Solution for a Better Investment Cost Estimate

At AFRY, one of the methods we employ to address this challenge is the Project Definition Rating Index (PDRI)[1], a tool designed to evaluate and gauge the clarity and maturity level of a project, comparing it against industry standards. PDRI is closely aligned with the Front-End Loading (FEL) methodology illustrated in Figure 1. Within PDRI, specific deliverables for each FEL phase are delineated, along with the desired level of maturity for these deliverables. This framework enables cost estimation with a certain degree of accuracy. While some PDRI-recommended deliverables are typical outputs of engineering consultants, such as process flow diagrams, layouts, and single-line diagrams, PDRI also encompasses requirements for less conventional deliverables, like maintenance philosophies and process simplifications. These deliverables are crucial to define early in the project lifecycle, as their absence may lead to disruptions during execution, potentially impacting actual investment costs. By ensuring the early definition of critical aspects, the likelihood of late changes is minimized, thereby enhancing the project's adherence to the investment budget.

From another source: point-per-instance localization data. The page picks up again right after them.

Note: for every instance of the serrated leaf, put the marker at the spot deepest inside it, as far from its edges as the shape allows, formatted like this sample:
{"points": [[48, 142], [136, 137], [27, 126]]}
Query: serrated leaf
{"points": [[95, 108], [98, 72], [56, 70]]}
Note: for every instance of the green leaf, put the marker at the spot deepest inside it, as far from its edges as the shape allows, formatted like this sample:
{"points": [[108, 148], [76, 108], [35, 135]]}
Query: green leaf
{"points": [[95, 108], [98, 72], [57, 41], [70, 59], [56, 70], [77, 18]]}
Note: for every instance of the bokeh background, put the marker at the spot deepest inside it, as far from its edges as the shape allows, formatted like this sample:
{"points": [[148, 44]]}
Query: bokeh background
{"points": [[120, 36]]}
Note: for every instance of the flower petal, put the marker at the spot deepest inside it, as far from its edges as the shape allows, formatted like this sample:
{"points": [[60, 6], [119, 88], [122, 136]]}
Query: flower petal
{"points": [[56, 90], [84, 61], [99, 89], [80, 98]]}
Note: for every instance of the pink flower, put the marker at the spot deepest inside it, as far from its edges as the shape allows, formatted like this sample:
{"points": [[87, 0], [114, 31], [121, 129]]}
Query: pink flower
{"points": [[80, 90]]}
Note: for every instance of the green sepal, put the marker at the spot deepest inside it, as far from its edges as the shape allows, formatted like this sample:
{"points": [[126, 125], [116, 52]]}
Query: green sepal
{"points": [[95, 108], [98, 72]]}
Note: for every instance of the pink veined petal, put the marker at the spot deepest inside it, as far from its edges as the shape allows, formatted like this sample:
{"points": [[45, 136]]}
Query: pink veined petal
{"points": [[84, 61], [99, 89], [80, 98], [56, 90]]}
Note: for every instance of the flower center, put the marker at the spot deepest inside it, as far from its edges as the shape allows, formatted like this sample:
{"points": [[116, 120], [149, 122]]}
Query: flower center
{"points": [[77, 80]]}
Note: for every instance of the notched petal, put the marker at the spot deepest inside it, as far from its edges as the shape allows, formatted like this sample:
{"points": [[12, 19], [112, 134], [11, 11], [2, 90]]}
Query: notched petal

PDRI serves as a valuable tool for identifying essential deliverables and design decisions. This method not only provides metrics for measuring maturity but also incorporates experiential knowledge to prioritize key aspects at each project phase, thereby focusing efforts and minimizing late-stage design alterations.

It's crucial to recognize that the total costs of equipment and contracts collectively constitute the estimated cost for the facility under consideration. Any modifications to the design inevitably impact this estimate, sometimes in unforeseen ways. The early project phases present a prime opportunity to influence investment costs and mitigate risks, as depicted in Figure 3 below. As the project advances into execution, changes carry increasingly significant implications, affecting a broader range of stakeholders and necessitating adjustments at various levels, often incurring substantial costs.

Figure 3: Schematic diagram illustrating the opportunities to influence investment cost and risks.
Figure 3: Schematic diagram illustrating the opportunities to influence investment cost and risks.


Production plants in the process industry often entail substantial costs for construction or modification/rebuilt. These facilities are typically extensive, housing numerous costly equipment and components. Hence, a well-founded investment cost estimate forms a critical basis for assessing the project's profitability and determining appropriate financing.

As consultants, it's imperative that we clearly articulate the prerequisites necessary to achieve the desired level of accuracy in the investment cost estimate. Collaborating with clients and potential suppliers, we must ensure that the project attains the technical maturity prescribed by established methodologies, refusing to base estimates on insufficiently supported grounds. Additionally, we must maintain sufficient independence to counter any biases within the project team, ensuring that the facility designed during the pre-project phase remains relevant and viable during execution.

Moreover, we must elucidate the development process of the estimate, delineating the conditions under which it can be applied, the expected cost range, and the probability of it remaining within these boundaries. It's essential for the client or the individual overseeing the total investment budget to comprehend how to interpret the calculated investment cost estimate and consider the anticipated uncertainty.

Given conducive conditions and shared objectives between consultants and clients, it's feasible to generate a reliable and accurate estimate. Such an estimate serves as a robust foundation for investment decisions and successful project execution.